Today, March 8, on International Women’s Day, the largest march for women’s rights in the history of independent Kazakhstan took place in Almaty. The protest was organized by the feminist initiatives of Kazakhstan: KazFem, Feminita, Femagora, Femsreda, and the public foundation Svet (Light).
The feminist initatives announced major demands at the march, including: ending early parole for rapists, passing a law on sexual harassment, and criminalizing domestic violence. The march’s slogan was “Every woman matters!”

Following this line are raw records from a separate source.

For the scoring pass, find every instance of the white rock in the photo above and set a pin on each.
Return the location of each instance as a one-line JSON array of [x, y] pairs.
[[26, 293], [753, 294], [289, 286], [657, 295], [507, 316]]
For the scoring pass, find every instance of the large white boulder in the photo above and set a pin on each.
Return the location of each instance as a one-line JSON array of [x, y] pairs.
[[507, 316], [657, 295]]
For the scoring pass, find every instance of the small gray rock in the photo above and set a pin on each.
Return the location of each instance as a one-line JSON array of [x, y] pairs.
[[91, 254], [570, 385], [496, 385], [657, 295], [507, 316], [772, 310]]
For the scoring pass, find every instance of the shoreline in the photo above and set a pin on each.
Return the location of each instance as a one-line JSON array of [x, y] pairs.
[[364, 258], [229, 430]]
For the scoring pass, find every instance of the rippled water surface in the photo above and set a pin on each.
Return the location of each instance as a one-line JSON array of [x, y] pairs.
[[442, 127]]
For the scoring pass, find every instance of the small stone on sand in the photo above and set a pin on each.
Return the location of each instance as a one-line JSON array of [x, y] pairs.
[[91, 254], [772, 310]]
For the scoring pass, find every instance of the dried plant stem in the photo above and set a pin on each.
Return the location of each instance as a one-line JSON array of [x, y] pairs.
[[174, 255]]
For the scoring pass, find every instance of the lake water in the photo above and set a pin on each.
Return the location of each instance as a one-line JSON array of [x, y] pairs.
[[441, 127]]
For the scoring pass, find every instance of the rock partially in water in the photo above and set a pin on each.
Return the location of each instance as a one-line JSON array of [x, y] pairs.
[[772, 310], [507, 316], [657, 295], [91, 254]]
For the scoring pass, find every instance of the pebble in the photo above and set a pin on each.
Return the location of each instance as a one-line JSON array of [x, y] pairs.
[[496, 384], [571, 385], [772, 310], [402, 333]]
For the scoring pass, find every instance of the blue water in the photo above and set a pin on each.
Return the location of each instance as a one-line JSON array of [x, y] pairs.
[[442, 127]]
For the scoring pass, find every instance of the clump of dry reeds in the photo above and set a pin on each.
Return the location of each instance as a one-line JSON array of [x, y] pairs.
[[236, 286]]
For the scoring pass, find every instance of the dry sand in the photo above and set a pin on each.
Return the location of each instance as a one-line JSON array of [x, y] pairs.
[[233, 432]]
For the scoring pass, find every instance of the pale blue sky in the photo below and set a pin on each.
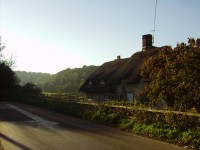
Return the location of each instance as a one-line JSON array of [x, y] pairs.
[[51, 35]]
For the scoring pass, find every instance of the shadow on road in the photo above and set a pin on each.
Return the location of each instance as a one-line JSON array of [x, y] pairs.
[[21, 146]]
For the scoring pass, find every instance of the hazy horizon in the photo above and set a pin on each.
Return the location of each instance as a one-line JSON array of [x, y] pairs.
[[49, 36]]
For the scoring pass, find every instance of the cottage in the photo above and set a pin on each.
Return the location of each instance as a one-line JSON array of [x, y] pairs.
[[119, 79]]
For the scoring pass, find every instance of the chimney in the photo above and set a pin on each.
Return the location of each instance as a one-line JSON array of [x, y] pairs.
[[118, 57], [146, 41], [198, 42]]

The march started on Zhibek Zholy (Arbat) street, and the participants continued down Panfilov and Kabanbay Batyr streets. At the head of the column, Gulzaida Serzhan and Leila Makhmudova carried a funeral wreath, in memory of all victims of domestic violence. The colors of the march were black, as a sign of mourning for the victims of domestic violence, and purple, symbolizing feminism.
According to the organizers, the march and its location were not sanctioned by the city akimat, but the activists did submit a notification to the akimat and government authorities of Almaty. However, before the start of the protest, an employee of the city akimat addressed the participants with an order to disperse, since the protest was not sanctioned by the city authorities. In response, the participants chanted in unison, “Freedom, sisterhood, feminism,” and “Die, patriarchy!” Throughout the entire route, many law enforcement officers in street clothes and medical masks were observed near the procession.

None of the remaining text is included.